Team Trump also offered up its own video attack, and they did get it down to a 60-second limit. As you can see, they also manage to make smart use of repetition to emphasize her dishonesty, even if they don’t necessarily offer the full breadth of it as the GOP’s video does (via Jeff Dunetz):
Perhaps the campaign envisages a series of TV spots featuring Comey and Hillary. If so, they can’t go on the air fast enough.
By the way, not every federal prosecutor sees an 18 USC 793 case against Hillary as a lost cause. Former Assistant US Attorney Matthew Whitaker served from 2004-9 and now serves as executive director for the Foundation for Accountability and Civic Trust. He asks a reasonable question:
Director Comey’s judgment was that “no reasonable prosecutor” would bring the case. I disagree. I believe myself to have been a reasonable prosecutor, and when the facts and evidence show a criminal violation has been committed, the individuals involved should not dictate whether the case is prosecuted. …
The facts also show it was gross negligence when she removed the information from State Department security. Secretary Clinton made the decision to use a personal email system, one that had inferior security to the State Department’s or even another commercial vendor’s email service.

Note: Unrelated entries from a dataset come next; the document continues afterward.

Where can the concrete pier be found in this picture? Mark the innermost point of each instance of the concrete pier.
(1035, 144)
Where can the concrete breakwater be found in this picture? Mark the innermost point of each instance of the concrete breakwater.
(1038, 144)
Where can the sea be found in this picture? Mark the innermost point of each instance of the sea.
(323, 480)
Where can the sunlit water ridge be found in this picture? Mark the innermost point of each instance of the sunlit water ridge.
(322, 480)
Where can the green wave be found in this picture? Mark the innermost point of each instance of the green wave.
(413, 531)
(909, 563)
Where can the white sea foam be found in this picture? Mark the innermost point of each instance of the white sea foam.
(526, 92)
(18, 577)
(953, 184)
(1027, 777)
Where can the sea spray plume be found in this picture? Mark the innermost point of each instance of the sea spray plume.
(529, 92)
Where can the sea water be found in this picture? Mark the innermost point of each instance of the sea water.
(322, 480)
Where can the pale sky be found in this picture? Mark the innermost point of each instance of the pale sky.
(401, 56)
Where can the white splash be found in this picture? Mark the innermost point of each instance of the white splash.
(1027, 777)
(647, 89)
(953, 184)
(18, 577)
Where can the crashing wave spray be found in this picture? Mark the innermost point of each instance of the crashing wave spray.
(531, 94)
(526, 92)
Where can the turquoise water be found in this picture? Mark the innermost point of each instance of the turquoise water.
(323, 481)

A reasonable prosecutor may ask, if on numerous occasions, an unknown State Department employee had taken top secret information from a secured system, emailed that information on a Gmail account, and stored the information on a personal server for years, would that individual be prosecuted? I believe they would.
One Dickens quote seems particularly apt. Comey argues in essence that the law allows Hillary to skate scot-free on her elaborate system of evasion of Congressional and court oversight, and her serial mishandling of classified information through its deliberate use. “If the law supposes that,” Dickens had Mr. Bumble declare in Oliver Twist, “the law is a ass — an idiot.” Either that, or it’s being served by such.